Рик придвинулся ближе и притянул ее к себе. Она положила голову ему на плечо и дала волю слезам.
– Я просто позволила папе и маме взять на себя все хлопоты, а сама с головой ушла в учебу. Мама сказала, что никто ничего не должен знать, иначе это может разрушить мои шансы найти другого мужа.
Он погладил ее по спине.
– Не уверен, что понимаю эту логику, но твоя мать думает иначе, чем я.
– Кажется, все это было много лет назад, – сказала она.
– Это чудо, что ты вообще сохранила рассудок. Теперь мы будем приезжать сюда каждую неделю и приносить цветы на ее могилу. Она никогда не будет забыта, – пообещал он.

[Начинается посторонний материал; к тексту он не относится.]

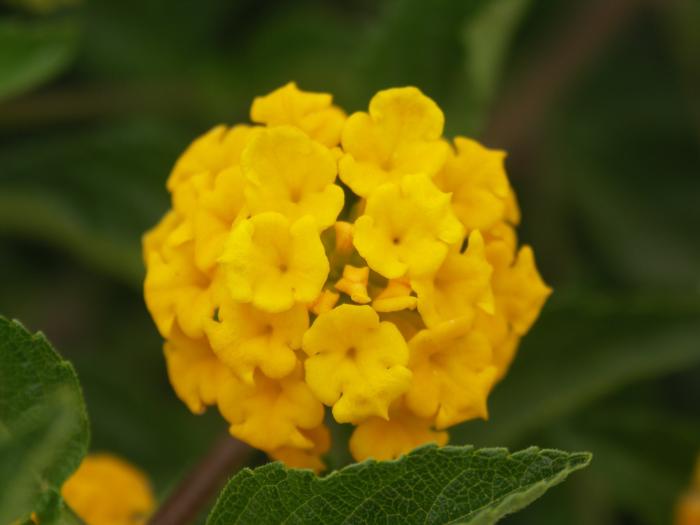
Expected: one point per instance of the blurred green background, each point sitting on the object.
(597, 102)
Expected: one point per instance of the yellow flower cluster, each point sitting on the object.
(106, 490)
(361, 263)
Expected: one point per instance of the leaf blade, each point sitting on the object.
(429, 485)
(45, 430)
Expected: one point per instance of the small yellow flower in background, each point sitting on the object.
(361, 264)
(688, 508)
(106, 490)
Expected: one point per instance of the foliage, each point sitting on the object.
(44, 425)
(429, 485)
(607, 180)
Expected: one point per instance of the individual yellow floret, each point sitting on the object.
(521, 291)
(216, 150)
(219, 203)
(400, 135)
(306, 458)
(519, 294)
(273, 263)
(343, 237)
(383, 439)
(407, 228)
(356, 363)
(106, 490)
(452, 373)
(194, 370)
(324, 302)
(476, 178)
(354, 283)
(246, 338)
(396, 296)
(291, 174)
(313, 113)
(174, 288)
(460, 286)
(271, 414)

Дженни Сью кивнула в знак согласия.
– Когда-нибудь здесь появится и надгробный камень с ее именем.
Зазвонил его телефон, и, не отпуская ее, Рик вытащил трубку из кармана.
– Извини, – сказал он Дженни Сью, прежде чем ответить на звонок. – Алло? Я сейчас очень занят, Крикет.
Прошло несколько долгих секунд, прежде чем он произнес:
– Ты абсолютно уверена?
Убрав телефон обратно в карман, он обнял Дженни Сью и прижал к себе так крепко, что она едва не задохнулась.
– Все в порядке? – спросила она.
– Нет, не в порядке, и я не знаю, как тебе сказать, – прошептал он, уткнувшись губами в ее волосы. – О, Дженни Сью, мне так жаль.
– Что-то с Крикет? Она упала на больную лодыжку? – Дженни Сью вырвалась из его рук.
Он отрицательно покачал головой.
– Выкладывай, – потребовала она.
– Самолет твоего отца разбился примерно в миле от взлетной полосы.
– Кто-нибудь пострадал? – Сердце бешено заколотилось, и она вспомнила, что сегодня четверг. Родители улетели в Вегас тем утром.
– Твои родители были в самолете. Мне очень жаль. – Его голос дрогнул.
– Где же они? Куда их забрали? Ты отвезешь меня в больницу? – Слова сами рвались наружу.